I'm really surprised by how many times I get calls with something similar to the following:

Company A has an internal website for employee access only. They also have a branch office, not connected by a VPN, where employees need to access that same internal website. A firewall rule gives access to the branch office and all is well.. until..

Another internal webserver is set up and this has a link on the first website to allow employees to get to whatever resources are offered there. Of course this works for local employees, but does not work for those at the branch office.

Now most of you are shrugging your shoulders and saying "Yeah, so?" and you are right. But more times than I can remember I have had people who should know better (who probably *do* know better) insist "But it *should* work!"

If by chance you are one of those people, not only should it not work, there are actually multiple reasons why it doesn't, and there are multiple ways that you could make it work. Let's look at why it doesn't work first.

First question: where is the web page you are looking at right now? If you answered "At aplawrence.com on some server somewhere", you get a "Bzzt! Wrong!".. the web page is on your machine. It's been sucked down from my server, yes, but right now it's on your machine, in your RAM and (usually) cached on your hard drive. Exactly how it looks is up to your machine, not mine: my server suggests how I'd like it to look, but it's up to your browser to decide what I meant. The page is yours now, not mine.



So if it is yours, and there is a link in it that points to some internal 192.168.6 address, what is that link actually pointing at? Is there some magic in HTTP that says "Oh, I was talking to *this* IP, so if some link says some other IP, I should go ask that first IP how to get there.. I should go *through* that first IP?"

Of course there isn't. The only time HTTP makes any such assumptions is for indirect links, links that start with a slash instead of "http://". If the link says "http://192.168.6.10", that's where your machine is going to try to go. Not to my machine, but to that specific address. So that's the first reason it isn't going to that other machine: it's starting from your machine, not mine.

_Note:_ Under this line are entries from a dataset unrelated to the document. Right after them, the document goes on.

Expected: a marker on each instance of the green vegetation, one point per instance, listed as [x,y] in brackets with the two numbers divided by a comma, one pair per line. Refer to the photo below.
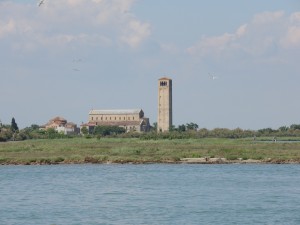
[135,150]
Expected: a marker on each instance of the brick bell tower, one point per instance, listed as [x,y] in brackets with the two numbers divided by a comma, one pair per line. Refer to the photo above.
[164,120]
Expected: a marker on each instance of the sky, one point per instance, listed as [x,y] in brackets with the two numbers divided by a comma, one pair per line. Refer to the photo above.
[233,63]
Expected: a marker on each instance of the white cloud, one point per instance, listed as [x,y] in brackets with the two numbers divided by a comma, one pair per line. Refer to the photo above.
[56,22]
[267,32]
[135,33]
[7,28]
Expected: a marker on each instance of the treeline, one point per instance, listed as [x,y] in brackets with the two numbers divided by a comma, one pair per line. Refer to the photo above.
[190,130]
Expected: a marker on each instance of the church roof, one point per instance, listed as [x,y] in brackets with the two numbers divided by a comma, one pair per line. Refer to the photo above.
[164,78]
[115,111]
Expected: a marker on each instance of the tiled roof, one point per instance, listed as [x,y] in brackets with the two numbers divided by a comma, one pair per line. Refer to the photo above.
[115,111]
[164,78]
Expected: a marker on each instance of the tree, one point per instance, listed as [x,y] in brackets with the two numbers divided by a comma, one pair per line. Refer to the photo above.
[192,126]
[154,125]
[84,130]
[14,125]
[181,128]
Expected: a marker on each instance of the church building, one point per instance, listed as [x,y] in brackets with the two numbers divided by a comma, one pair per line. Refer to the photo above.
[129,119]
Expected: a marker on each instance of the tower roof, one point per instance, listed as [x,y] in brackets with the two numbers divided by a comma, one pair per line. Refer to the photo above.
[164,78]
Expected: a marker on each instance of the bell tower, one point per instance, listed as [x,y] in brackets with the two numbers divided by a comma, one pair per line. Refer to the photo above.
[164,120]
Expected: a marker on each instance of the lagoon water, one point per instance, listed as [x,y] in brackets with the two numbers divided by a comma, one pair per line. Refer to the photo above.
[150,194]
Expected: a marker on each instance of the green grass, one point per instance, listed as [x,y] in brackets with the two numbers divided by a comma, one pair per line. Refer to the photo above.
[121,150]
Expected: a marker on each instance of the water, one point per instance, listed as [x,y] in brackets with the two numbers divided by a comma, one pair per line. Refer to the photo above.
[150,194]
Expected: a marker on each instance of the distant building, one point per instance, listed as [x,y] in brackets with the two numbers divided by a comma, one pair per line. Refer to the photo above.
[164,120]
[61,125]
[129,119]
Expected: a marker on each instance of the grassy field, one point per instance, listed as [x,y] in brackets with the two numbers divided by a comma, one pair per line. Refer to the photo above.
[120,150]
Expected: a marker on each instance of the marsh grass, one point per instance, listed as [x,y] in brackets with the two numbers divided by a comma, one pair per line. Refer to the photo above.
[124,150]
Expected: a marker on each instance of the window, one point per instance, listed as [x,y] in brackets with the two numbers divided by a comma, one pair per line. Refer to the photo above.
[163,83]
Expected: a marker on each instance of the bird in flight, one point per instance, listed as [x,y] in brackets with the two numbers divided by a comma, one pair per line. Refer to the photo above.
[213,77]
[41,2]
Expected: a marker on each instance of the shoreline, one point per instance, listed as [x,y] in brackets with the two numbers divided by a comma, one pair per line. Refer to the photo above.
[203,161]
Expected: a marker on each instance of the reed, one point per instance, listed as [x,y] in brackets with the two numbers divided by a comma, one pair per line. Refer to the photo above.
[133,150]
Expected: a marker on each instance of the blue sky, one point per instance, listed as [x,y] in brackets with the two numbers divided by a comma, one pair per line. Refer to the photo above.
[68,57]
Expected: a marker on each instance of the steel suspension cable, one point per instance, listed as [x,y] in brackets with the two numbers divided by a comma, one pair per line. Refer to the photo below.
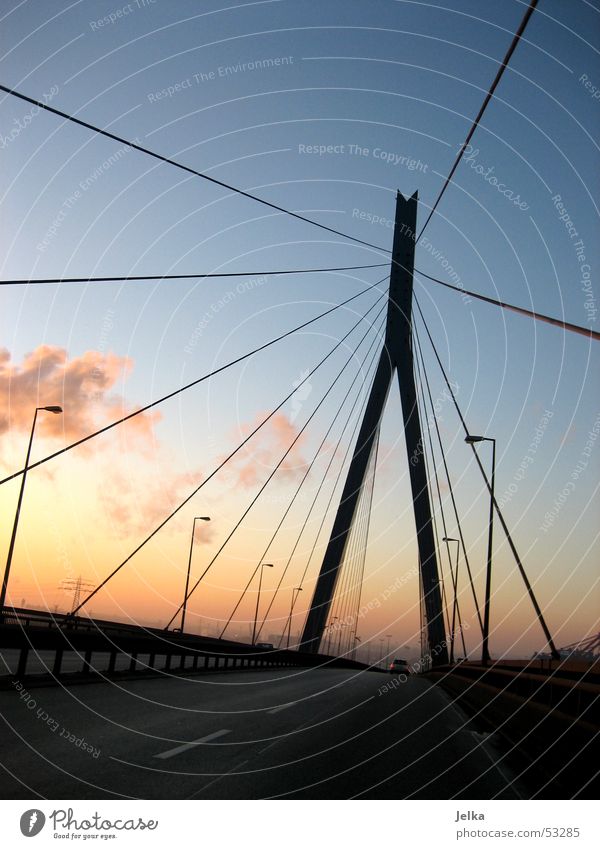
[557,322]
[449,482]
[364,559]
[314,501]
[304,477]
[166,159]
[334,488]
[479,116]
[187,386]
[217,469]
[499,513]
[294,441]
[199,276]
[453,576]
[424,419]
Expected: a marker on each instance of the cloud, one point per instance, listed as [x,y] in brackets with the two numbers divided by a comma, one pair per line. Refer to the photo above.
[136,505]
[262,453]
[82,386]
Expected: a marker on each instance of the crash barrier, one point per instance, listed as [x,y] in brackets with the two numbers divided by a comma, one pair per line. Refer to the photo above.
[59,645]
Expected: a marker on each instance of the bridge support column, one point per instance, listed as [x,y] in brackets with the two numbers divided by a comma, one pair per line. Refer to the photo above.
[397,354]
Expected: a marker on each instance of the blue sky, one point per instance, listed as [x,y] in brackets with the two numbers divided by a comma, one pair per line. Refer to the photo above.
[373,86]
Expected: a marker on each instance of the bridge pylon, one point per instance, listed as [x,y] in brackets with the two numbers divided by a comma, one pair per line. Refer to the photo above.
[396,357]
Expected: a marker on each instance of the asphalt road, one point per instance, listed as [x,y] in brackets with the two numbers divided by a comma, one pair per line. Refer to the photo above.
[326,734]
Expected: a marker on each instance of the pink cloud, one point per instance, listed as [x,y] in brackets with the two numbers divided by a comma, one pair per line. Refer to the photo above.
[262,453]
[137,506]
[81,386]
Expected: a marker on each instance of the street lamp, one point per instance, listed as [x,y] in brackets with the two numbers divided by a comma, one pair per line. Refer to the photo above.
[297,591]
[187,580]
[262,565]
[52,409]
[340,626]
[448,540]
[485,654]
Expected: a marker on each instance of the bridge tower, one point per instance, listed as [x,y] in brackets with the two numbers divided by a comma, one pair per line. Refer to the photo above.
[396,357]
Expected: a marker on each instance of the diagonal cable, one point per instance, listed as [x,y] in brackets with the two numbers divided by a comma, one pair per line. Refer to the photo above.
[189,385]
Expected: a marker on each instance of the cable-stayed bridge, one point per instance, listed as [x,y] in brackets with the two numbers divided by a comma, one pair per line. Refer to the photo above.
[323,679]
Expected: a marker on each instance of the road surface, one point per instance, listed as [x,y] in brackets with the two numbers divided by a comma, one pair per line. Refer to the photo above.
[293,733]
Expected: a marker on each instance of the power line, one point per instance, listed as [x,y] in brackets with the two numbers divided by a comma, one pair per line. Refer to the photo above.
[201,275]
[187,168]
[215,471]
[557,322]
[188,385]
[488,97]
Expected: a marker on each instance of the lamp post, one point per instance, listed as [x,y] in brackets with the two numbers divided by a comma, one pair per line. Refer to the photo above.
[340,626]
[187,580]
[297,591]
[262,566]
[448,540]
[52,409]
[485,654]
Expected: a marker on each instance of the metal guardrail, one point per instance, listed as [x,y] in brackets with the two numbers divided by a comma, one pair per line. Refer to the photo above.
[97,646]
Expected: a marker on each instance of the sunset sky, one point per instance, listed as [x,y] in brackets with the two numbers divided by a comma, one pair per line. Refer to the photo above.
[386,91]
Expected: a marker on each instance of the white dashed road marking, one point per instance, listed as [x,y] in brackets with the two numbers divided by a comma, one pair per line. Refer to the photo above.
[281,707]
[185,746]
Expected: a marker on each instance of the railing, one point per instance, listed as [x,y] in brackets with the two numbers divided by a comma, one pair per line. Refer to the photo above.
[87,646]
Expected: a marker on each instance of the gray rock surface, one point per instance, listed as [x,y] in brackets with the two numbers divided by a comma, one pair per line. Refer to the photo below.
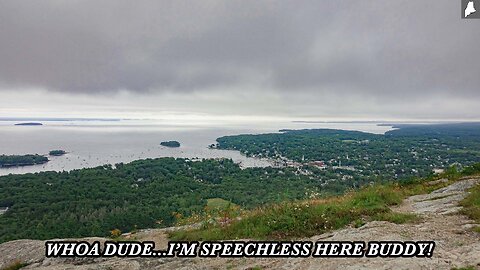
[456,244]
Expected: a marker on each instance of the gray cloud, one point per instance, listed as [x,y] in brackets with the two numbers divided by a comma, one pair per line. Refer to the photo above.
[377,51]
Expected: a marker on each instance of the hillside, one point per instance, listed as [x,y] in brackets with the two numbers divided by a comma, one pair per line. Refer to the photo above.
[439,214]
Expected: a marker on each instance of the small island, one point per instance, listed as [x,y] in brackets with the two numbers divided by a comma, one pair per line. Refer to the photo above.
[29,124]
[170,144]
[57,153]
[21,160]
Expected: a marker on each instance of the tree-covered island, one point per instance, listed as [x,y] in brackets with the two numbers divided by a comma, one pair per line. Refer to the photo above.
[170,144]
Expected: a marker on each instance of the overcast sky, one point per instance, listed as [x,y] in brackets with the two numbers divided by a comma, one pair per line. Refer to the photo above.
[262,59]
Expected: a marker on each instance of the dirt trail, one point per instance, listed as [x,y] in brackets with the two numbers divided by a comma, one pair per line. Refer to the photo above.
[456,244]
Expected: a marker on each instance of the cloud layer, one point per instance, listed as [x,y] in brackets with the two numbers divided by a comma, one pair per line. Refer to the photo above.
[318,58]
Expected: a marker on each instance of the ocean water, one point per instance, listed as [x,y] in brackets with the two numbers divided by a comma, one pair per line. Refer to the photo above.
[95,143]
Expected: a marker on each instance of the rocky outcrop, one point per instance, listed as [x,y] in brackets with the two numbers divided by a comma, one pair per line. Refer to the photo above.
[456,244]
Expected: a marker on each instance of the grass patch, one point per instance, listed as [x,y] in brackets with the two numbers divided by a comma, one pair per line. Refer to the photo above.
[465,268]
[289,220]
[437,198]
[471,205]
[306,218]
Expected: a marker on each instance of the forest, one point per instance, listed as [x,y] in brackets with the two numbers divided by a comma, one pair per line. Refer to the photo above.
[155,192]
[409,151]
[141,194]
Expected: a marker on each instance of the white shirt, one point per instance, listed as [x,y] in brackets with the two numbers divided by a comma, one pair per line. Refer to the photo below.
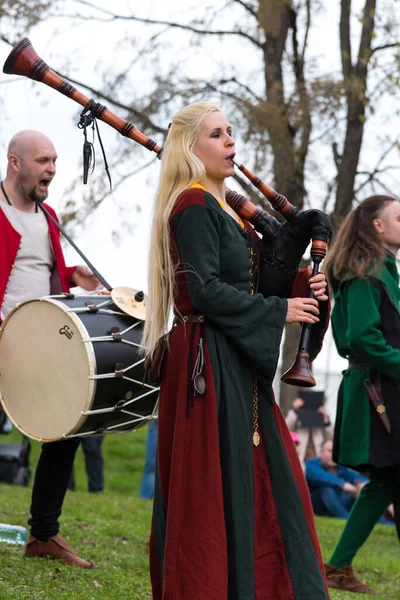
[30,275]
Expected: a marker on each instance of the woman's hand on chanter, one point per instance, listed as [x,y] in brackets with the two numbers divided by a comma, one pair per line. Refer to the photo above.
[318,284]
[302,310]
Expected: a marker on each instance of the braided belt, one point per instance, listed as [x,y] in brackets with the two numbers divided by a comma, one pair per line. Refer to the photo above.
[189,319]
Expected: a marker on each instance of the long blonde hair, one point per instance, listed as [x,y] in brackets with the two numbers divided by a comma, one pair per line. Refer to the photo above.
[179,170]
[357,250]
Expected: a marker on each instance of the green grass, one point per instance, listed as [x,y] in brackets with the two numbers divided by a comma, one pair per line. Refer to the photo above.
[112,530]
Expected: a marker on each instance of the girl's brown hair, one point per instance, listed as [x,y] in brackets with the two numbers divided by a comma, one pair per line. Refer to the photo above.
[357,250]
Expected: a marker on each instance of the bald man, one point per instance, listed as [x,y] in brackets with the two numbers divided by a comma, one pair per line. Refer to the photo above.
[31,266]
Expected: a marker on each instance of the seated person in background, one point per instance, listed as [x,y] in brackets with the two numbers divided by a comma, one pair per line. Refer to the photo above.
[311,432]
[149,473]
[333,488]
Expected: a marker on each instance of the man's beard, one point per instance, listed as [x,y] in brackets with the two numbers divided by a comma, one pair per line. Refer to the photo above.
[35,197]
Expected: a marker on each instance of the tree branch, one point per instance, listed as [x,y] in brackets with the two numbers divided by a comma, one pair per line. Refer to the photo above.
[364,52]
[384,47]
[247,7]
[345,42]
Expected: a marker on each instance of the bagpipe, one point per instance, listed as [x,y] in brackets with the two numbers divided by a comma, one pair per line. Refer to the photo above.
[282,245]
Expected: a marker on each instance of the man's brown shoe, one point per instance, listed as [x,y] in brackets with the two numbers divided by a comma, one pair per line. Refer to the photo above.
[344,579]
[55,548]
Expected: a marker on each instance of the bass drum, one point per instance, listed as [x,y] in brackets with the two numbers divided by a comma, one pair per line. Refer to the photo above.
[71,366]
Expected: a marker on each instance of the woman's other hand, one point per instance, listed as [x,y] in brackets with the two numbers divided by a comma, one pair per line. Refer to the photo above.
[302,310]
[318,284]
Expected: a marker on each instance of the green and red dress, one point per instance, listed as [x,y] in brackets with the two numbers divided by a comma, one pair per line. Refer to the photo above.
[231,521]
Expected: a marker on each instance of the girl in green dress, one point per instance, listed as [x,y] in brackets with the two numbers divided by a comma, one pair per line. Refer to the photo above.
[366,326]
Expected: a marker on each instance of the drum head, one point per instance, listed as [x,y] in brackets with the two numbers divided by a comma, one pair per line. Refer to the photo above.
[45,369]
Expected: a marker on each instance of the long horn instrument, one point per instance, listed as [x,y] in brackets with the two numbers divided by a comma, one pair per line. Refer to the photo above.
[23,60]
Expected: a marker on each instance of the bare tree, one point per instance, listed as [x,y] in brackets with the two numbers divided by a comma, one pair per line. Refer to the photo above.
[286,106]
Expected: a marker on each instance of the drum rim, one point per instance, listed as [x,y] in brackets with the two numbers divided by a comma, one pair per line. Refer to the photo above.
[55,300]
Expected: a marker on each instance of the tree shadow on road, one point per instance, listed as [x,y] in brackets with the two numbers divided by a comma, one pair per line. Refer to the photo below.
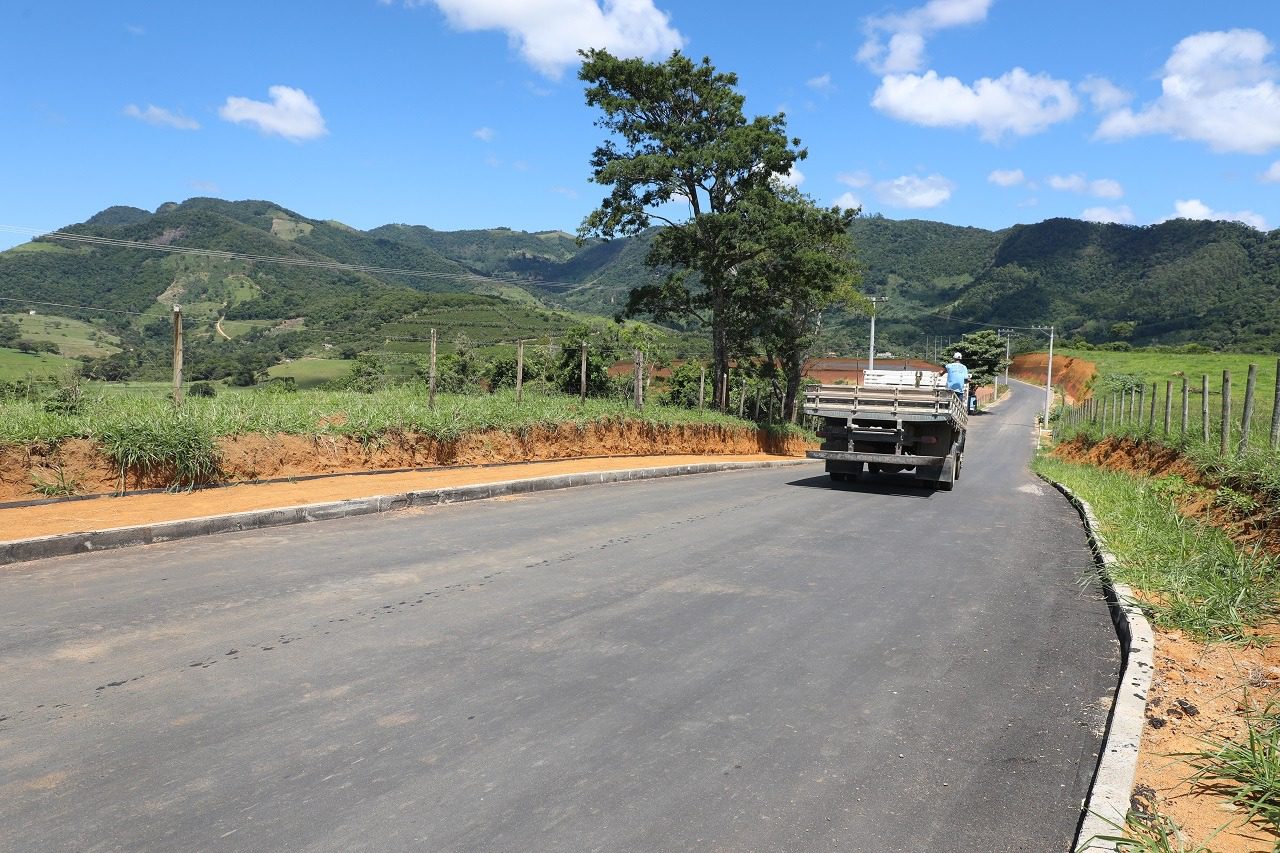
[891,484]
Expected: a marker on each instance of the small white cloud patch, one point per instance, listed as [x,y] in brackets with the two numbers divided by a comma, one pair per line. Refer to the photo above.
[1016,103]
[1197,209]
[291,114]
[1119,215]
[161,117]
[915,192]
[1006,177]
[1217,89]
[548,33]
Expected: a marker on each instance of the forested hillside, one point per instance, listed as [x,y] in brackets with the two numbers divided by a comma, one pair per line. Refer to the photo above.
[1178,282]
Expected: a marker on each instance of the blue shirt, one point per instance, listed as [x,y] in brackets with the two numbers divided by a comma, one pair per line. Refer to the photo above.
[956,375]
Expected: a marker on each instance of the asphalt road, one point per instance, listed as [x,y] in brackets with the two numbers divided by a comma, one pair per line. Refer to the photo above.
[745,661]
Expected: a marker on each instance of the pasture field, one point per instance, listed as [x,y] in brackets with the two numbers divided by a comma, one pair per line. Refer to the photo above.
[1160,366]
[22,365]
[310,373]
[73,337]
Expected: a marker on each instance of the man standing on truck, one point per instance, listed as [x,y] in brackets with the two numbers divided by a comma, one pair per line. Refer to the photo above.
[958,375]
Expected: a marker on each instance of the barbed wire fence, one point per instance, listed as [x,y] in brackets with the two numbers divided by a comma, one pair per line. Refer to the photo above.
[1183,414]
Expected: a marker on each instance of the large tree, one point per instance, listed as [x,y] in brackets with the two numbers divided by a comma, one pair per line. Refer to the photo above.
[679,135]
[983,352]
[805,268]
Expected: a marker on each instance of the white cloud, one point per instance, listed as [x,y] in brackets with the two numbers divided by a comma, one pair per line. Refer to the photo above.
[821,83]
[1216,89]
[914,191]
[1008,177]
[548,33]
[1015,103]
[1119,215]
[161,117]
[895,44]
[1102,187]
[849,201]
[291,114]
[792,178]
[1104,94]
[1197,209]
[855,179]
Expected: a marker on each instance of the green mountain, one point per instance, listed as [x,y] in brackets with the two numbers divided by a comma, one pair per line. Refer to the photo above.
[259,283]
[333,287]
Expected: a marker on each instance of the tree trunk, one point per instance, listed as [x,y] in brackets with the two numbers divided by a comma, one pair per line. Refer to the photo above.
[720,347]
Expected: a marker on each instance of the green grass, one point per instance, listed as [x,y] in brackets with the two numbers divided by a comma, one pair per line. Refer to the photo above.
[149,433]
[21,365]
[236,328]
[1160,368]
[310,373]
[1247,770]
[1198,579]
[73,337]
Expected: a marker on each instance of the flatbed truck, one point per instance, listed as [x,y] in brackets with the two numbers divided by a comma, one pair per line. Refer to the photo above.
[895,420]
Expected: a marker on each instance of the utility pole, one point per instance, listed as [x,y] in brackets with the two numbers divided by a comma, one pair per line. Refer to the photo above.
[1009,337]
[1048,375]
[874,301]
[177,354]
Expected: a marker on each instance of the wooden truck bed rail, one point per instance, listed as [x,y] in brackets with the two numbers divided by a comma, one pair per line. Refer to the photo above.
[891,402]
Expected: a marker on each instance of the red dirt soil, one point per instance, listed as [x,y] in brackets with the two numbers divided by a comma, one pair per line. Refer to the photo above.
[278,457]
[86,470]
[1072,375]
[1217,680]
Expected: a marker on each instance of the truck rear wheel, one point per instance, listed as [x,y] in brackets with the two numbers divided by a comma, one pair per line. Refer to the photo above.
[946,479]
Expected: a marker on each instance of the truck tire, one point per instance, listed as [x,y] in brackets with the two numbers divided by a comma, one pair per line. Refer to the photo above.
[946,478]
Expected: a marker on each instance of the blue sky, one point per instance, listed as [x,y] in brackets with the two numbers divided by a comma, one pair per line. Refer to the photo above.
[467,113]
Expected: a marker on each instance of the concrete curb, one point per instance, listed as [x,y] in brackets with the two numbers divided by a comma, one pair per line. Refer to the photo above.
[1107,803]
[68,543]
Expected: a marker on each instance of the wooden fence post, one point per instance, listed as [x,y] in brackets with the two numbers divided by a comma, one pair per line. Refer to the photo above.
[1275,413]
[1205,407]
[1226,413]
[430,381]
[639,379]
[177,354]
[1169,405]
[1185,406]
[520,370]
[1247,415]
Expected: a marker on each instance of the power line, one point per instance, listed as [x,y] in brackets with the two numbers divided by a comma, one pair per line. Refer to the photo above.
[300,261]
[81,308]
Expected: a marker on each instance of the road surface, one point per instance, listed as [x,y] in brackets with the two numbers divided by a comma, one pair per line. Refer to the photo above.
[746,661]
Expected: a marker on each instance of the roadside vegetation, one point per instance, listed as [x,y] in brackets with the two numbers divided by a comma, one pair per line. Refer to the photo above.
[1193,576]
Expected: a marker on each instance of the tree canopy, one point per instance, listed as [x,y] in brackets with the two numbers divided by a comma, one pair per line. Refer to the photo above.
[677,133]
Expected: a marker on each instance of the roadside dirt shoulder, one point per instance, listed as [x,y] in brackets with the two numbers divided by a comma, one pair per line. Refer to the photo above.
[104,512]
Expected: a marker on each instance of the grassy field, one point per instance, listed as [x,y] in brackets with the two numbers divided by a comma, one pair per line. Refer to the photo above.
[236,328]
[310,373]
[73,337]
[1205,585]
[22,365]
[1161,368]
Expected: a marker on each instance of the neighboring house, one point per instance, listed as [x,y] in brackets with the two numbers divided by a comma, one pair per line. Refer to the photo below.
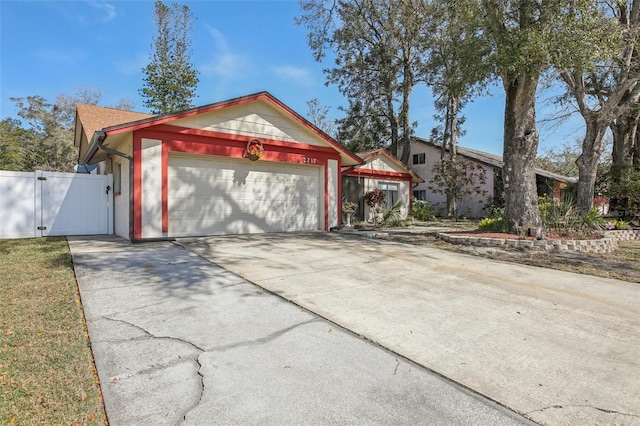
[244,165]
[380,170]
[425,154]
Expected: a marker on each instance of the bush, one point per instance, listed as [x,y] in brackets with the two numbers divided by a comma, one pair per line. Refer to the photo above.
[615,224]
[563,218]
[495,224]
[494,208]
[422,210]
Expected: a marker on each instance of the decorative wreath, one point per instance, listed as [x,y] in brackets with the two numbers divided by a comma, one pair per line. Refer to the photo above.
[255,150]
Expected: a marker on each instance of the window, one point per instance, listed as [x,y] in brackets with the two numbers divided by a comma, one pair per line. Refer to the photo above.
[391,191]
[420,194]
[117,180]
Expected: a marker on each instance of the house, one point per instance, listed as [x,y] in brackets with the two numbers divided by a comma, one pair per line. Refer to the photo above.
[426,153]
[383,171]
[245,165]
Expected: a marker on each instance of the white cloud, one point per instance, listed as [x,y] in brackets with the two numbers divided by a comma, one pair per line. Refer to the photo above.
[225,62]
[300,76]
[67,56]
[108,9]
[131,66]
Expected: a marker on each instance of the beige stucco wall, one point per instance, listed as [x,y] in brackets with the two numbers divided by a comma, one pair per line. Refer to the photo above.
[382,163]
[471,207]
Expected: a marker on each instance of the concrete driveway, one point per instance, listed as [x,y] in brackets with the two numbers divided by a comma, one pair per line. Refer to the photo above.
[180,340]
[559,348]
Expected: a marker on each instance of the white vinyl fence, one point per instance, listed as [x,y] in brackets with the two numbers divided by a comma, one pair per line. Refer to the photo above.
[41,204]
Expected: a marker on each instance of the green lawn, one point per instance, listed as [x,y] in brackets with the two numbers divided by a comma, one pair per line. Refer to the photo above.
[47,375]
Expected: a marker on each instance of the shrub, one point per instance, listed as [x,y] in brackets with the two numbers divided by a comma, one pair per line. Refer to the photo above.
[495,224]
[494,208]
[374,197]
[422,210]
[615,224]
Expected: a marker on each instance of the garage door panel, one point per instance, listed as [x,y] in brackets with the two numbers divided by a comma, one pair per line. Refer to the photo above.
[215,195]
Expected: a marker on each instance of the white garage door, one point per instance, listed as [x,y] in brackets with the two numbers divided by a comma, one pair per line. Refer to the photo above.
[217,195]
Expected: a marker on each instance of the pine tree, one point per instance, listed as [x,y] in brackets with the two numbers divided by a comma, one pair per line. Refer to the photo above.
[170,79]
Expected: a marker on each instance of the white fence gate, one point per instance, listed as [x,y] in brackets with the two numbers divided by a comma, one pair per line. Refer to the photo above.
[41,204]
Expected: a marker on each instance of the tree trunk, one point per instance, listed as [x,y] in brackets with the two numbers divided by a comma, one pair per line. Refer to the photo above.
[587,162]
[407,87]
[624,129]
[451,134]
[520,150]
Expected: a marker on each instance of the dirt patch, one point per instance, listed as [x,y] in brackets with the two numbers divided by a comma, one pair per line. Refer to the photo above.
[623,264]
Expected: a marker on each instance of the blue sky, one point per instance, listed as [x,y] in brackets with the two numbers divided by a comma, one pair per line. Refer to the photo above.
[49,48]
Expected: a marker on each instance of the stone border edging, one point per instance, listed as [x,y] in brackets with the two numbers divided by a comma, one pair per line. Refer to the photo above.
[603,245]
[624,234]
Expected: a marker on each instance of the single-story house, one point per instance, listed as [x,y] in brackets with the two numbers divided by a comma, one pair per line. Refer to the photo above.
[383,171]
[426,153]
[245,165]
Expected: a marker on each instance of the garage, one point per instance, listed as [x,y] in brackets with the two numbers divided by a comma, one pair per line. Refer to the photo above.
[242,166]
[212,195]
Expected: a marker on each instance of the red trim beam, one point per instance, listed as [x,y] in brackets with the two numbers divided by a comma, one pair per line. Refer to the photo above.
[379,174]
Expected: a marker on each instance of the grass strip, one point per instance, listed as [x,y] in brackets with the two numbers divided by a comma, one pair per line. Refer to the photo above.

The second reason is tcp/ip itself. Internal addresses like "192.168.6" are unrouteable private addresses - you can't get there from anywhere else on the internet. Only your local router will route private addresses, Internet routers will not, so that's another reason why you can't get there from here.

Ok, so how do you solve this? Well, one way is to route either a different public IP or a different port number to that other internal machine. That's called "port forwarding" or "virtual ip" or sometimes other terminology (you'll find it under "Gaming" on some routers). Another way is to use a VPN to connect the branch office and still another is to bring the other server's page to the first server.

But that's much different than the mental view some folks have.